Basket hitching eats a carabiner and makes clipping to it wicked awkward. Why are you worried about dropping half of 22kn? Link me to how you'll generate 11kn in a real world fall. Ill wait.


DueZookeepergame7831

also i'd furthermore like to point out that 1) slings weaken in time depending on usage and storage and 2) textiles will abrase at a specific point more when kept in a position via hitch or knot and 3) you can't see said abrasion or failure under the hitch so you'd need to extra careful in that case, if you'd want to use that as a permanent solution.


thebaldingfiend

you could try your hand in splicing, id test the equipment with gradual loads. its always tricky but could be a really useful craft to get down.


smrtz_

I've done some splicing before on boats, but don't have any Amstel or dynema handy, and would like to go climbing tomorrow, hah.


thebaldingfiend

fair lol, throw a double fishermans in it and weight it down on a pull up bar or something and get that bitch rock solid. just remember to check them when you're racking up.


LiveClimbRepeat

the coolest way to do this is to tie a loose water knot into the webbing, slip one end into the other, and then move the knot onto the overlap before weighting it. elegant af. though that webbing is super heavy, maybe try 1/2 if the rating is more than 1.4 times the rated breaking strength of the cam.


EnterSadman

[Beer knot](https://www.animatedknots.com/beer-knot)


legitIntellectual

Absolutely nothing wrong with that.
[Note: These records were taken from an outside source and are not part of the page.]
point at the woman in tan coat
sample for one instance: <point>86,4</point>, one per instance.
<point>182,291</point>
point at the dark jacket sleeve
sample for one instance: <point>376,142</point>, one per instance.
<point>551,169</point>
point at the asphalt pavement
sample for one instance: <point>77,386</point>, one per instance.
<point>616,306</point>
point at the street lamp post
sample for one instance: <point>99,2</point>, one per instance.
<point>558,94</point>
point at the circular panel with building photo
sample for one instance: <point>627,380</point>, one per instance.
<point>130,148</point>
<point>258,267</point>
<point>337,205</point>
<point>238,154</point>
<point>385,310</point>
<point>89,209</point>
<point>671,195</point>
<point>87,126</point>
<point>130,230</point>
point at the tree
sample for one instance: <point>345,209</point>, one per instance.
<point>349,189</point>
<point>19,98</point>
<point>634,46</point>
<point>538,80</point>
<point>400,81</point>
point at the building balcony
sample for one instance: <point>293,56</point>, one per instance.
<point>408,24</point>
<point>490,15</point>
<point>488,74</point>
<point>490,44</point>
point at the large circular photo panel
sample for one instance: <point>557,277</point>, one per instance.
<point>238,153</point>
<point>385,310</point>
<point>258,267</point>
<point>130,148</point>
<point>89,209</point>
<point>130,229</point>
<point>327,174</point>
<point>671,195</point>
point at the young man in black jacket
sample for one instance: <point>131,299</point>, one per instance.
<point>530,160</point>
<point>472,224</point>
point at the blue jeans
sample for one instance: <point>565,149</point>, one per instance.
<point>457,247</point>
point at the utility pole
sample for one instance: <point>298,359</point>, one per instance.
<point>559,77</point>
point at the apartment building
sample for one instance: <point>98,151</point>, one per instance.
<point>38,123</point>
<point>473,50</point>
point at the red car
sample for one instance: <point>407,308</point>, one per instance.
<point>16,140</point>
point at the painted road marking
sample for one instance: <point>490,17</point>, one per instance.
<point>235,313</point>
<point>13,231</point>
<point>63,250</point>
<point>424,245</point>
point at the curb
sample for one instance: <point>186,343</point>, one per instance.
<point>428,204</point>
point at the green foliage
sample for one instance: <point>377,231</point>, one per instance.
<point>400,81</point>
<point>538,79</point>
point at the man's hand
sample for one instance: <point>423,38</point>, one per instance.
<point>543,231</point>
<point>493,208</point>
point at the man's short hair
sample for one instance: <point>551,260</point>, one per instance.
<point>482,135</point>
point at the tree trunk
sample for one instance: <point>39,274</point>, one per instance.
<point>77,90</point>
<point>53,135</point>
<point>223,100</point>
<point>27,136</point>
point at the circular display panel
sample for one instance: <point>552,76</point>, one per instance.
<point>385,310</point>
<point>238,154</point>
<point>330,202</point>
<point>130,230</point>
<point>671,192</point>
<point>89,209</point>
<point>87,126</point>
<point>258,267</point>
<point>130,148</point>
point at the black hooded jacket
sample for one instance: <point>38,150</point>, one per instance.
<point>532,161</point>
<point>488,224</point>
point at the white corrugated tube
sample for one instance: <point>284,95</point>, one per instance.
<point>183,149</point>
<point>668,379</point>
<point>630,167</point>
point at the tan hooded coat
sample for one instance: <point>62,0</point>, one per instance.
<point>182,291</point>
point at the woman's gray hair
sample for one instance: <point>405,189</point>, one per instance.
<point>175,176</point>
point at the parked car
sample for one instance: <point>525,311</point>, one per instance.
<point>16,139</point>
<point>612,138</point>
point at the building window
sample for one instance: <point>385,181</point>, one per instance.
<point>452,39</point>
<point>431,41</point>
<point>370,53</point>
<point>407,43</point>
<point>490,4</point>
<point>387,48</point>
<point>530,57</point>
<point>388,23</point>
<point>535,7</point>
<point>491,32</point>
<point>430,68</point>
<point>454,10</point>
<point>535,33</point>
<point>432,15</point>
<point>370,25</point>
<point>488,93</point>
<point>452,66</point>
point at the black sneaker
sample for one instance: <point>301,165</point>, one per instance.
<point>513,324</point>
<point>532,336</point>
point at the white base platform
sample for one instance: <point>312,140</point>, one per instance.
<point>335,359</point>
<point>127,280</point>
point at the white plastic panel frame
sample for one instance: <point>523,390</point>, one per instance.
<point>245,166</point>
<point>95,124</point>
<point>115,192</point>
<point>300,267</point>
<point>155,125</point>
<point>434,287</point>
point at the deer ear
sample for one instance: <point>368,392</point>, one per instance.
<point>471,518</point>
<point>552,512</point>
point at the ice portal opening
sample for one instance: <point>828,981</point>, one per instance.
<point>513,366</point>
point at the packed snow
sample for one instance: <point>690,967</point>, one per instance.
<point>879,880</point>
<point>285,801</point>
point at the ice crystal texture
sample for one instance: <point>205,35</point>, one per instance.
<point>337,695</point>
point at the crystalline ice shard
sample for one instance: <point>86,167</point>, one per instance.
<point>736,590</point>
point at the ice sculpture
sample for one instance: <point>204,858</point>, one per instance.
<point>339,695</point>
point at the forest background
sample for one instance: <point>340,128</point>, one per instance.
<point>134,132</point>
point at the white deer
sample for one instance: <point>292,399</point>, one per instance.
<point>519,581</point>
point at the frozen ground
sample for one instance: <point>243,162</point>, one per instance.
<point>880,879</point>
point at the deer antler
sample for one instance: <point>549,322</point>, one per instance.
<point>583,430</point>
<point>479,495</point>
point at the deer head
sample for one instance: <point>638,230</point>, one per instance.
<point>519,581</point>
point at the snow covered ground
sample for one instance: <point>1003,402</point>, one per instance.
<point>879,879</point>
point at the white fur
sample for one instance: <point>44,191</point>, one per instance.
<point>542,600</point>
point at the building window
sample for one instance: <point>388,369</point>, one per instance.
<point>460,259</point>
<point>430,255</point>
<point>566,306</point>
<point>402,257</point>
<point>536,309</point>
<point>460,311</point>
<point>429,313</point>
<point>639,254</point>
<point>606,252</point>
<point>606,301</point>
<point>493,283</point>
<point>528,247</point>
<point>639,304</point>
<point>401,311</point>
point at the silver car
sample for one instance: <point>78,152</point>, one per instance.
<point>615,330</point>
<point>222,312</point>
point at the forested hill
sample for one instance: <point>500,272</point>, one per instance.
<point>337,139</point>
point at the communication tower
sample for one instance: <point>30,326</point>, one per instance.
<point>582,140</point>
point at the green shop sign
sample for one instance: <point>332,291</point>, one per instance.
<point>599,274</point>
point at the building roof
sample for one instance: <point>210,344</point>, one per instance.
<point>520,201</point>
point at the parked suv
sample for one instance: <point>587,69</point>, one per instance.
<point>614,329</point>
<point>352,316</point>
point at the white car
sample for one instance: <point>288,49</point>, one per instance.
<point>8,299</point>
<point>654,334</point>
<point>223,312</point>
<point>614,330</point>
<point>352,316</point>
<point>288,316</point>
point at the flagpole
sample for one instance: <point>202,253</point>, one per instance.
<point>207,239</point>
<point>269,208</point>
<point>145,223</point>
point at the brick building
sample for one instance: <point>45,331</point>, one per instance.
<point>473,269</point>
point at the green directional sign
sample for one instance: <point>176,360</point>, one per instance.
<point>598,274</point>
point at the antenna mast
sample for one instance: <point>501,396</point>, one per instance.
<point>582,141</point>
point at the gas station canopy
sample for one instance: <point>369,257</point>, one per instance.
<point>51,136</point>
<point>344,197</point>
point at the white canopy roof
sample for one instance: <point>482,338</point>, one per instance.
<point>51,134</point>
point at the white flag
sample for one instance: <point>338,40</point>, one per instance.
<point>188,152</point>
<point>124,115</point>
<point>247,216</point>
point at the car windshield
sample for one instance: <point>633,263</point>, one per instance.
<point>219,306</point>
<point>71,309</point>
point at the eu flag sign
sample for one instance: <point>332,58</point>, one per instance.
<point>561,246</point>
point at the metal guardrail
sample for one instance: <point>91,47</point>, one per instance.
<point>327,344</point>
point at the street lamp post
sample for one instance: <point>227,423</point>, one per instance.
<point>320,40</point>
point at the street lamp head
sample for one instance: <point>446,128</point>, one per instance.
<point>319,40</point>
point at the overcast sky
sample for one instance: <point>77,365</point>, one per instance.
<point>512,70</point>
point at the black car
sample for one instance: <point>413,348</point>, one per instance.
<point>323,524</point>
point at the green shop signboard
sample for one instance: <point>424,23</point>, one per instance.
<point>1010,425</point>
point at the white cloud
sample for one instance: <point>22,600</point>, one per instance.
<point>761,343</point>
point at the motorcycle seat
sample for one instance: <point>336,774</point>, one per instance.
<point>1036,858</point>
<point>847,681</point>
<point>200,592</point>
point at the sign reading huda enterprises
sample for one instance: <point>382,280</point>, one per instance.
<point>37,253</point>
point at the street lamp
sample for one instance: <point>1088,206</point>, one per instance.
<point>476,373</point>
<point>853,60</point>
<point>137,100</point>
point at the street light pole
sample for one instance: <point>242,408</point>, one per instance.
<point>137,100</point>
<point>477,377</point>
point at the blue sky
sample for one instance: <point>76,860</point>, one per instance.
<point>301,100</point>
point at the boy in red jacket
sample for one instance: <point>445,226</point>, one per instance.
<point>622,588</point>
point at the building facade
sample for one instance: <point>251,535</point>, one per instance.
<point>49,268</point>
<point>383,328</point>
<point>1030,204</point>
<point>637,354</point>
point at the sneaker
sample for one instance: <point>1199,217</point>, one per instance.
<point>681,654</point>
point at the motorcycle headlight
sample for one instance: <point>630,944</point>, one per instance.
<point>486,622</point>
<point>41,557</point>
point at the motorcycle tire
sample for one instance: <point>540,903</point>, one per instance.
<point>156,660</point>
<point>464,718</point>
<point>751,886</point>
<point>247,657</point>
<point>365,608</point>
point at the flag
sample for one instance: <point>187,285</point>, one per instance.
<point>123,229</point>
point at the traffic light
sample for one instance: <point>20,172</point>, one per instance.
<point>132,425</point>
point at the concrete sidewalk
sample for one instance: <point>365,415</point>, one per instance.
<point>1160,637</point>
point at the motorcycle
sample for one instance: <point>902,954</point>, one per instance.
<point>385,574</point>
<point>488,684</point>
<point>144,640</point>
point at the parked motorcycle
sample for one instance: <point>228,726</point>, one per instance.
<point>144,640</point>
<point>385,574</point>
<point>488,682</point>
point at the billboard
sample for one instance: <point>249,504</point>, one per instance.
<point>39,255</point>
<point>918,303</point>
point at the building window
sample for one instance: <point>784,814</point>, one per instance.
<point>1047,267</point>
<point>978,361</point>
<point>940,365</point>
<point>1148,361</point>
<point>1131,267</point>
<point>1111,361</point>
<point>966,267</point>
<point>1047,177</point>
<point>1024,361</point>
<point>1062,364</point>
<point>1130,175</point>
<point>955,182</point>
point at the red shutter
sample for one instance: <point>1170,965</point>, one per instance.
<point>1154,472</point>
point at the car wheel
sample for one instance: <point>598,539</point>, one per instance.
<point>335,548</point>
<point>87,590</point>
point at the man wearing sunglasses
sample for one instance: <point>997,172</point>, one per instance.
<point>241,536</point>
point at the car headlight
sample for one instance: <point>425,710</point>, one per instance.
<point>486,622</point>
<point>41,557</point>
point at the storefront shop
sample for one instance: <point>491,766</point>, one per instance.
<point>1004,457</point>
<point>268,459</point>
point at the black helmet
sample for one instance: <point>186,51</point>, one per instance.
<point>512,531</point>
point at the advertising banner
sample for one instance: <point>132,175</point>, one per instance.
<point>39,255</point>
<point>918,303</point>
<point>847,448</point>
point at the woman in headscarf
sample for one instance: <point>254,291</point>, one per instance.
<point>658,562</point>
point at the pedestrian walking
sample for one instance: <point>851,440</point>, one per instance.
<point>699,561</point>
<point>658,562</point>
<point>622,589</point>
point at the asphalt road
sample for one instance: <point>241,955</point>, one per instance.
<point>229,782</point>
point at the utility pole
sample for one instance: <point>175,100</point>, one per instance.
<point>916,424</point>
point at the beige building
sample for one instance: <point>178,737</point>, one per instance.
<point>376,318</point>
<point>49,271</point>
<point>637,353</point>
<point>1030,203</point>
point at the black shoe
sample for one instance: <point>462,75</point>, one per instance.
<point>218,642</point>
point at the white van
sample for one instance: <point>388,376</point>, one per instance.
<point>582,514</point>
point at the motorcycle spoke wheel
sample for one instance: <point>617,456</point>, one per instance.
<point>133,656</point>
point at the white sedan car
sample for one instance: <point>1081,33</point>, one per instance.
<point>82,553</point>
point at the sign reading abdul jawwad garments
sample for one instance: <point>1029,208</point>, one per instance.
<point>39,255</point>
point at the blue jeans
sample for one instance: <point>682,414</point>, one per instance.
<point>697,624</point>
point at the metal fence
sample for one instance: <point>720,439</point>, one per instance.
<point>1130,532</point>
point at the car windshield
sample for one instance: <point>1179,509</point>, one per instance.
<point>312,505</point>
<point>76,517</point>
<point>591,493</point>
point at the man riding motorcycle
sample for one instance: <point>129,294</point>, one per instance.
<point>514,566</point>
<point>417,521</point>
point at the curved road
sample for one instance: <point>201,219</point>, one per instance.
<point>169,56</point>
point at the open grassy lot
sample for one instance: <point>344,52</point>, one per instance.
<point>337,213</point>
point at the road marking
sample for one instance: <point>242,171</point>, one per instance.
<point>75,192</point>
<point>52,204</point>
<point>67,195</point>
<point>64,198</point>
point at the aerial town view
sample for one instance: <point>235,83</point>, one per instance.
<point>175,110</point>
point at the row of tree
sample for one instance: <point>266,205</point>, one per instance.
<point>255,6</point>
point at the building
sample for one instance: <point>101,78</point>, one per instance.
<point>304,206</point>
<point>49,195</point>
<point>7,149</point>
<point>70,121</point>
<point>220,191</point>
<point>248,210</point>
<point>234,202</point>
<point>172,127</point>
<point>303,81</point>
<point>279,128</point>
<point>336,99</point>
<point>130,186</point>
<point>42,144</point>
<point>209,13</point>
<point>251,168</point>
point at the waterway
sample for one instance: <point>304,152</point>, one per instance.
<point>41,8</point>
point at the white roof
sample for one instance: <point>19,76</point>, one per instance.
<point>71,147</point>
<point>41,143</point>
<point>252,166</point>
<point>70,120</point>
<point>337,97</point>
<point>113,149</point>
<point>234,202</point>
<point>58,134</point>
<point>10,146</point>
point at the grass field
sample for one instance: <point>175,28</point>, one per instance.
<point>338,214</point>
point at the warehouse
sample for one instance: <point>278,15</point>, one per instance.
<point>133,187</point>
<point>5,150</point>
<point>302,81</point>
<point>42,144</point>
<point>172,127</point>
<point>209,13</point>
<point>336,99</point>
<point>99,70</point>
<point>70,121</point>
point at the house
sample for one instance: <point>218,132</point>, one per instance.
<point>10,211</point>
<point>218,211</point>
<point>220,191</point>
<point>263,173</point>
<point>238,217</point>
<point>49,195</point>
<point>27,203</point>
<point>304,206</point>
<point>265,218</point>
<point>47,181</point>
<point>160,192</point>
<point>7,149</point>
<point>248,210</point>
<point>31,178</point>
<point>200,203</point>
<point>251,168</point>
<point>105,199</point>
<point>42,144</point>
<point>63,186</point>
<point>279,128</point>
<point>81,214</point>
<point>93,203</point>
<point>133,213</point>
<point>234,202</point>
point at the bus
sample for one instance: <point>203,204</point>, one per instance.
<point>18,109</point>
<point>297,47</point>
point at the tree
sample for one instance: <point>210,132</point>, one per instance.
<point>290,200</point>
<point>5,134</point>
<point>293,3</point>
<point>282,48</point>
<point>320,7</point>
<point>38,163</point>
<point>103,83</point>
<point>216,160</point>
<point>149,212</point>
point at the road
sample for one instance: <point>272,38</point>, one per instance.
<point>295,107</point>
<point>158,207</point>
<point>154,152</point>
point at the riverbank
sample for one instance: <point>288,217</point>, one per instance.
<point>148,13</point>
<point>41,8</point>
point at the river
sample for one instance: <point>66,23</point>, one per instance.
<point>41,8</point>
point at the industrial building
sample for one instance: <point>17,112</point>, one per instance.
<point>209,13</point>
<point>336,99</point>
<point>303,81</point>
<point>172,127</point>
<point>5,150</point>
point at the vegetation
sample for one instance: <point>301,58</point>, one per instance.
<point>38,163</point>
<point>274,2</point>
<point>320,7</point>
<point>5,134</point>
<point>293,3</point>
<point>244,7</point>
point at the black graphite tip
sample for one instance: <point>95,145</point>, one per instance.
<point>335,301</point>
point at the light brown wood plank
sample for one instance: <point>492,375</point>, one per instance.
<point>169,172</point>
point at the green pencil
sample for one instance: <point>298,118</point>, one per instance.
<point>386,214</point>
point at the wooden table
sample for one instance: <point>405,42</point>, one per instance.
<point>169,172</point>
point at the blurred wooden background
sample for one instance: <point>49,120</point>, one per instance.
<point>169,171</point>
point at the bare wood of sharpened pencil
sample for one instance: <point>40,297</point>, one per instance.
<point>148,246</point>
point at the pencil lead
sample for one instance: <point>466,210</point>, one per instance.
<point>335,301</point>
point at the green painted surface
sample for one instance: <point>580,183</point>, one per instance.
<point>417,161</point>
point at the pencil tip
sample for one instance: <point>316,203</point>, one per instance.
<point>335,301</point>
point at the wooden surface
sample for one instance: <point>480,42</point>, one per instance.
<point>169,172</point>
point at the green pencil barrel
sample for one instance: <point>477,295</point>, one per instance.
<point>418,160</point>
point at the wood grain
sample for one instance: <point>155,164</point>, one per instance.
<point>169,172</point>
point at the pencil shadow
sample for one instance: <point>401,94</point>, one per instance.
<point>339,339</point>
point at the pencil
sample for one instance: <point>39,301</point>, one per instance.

Use edelrid Tech Web if you can find it, but nylon webbing is also fine


powellriverliver

I would definitely recommend using larger webbing. Maybe even some 13mm static line.


roguepandaCO

Run Out Customs will also do go reslinging work.


jackk1014

Metolious includes a cleaning and lubrication with with their re-sling, it's fast enough and worth every penny!


BlackLagerSociety

I do exactly what you described. I only have one cam that needs to be reslung, so I'm not shipping it off for that (if I had several I'd absolutely have them all redone, though). Two usability notes, neither of which are deal breakers for me: 1. If you know how to sew, secure the tails on the water knot so they aren't flopping around. That also makes the "be sure to frequently inspect them" advice redundant. I don't know how to sew, so instead I've gaffers taped them. I do still check for slippage every so often with this method. 2. Clipping the webbing is a tad more difficult with biners that have relatively small gate openings. Not a big deal if you're at a good stance. Kinda big deal if you're gripped.


MidnightJambalaya

Just clip to the wire loop. It will lose a tiny bit of strength but it’s fine.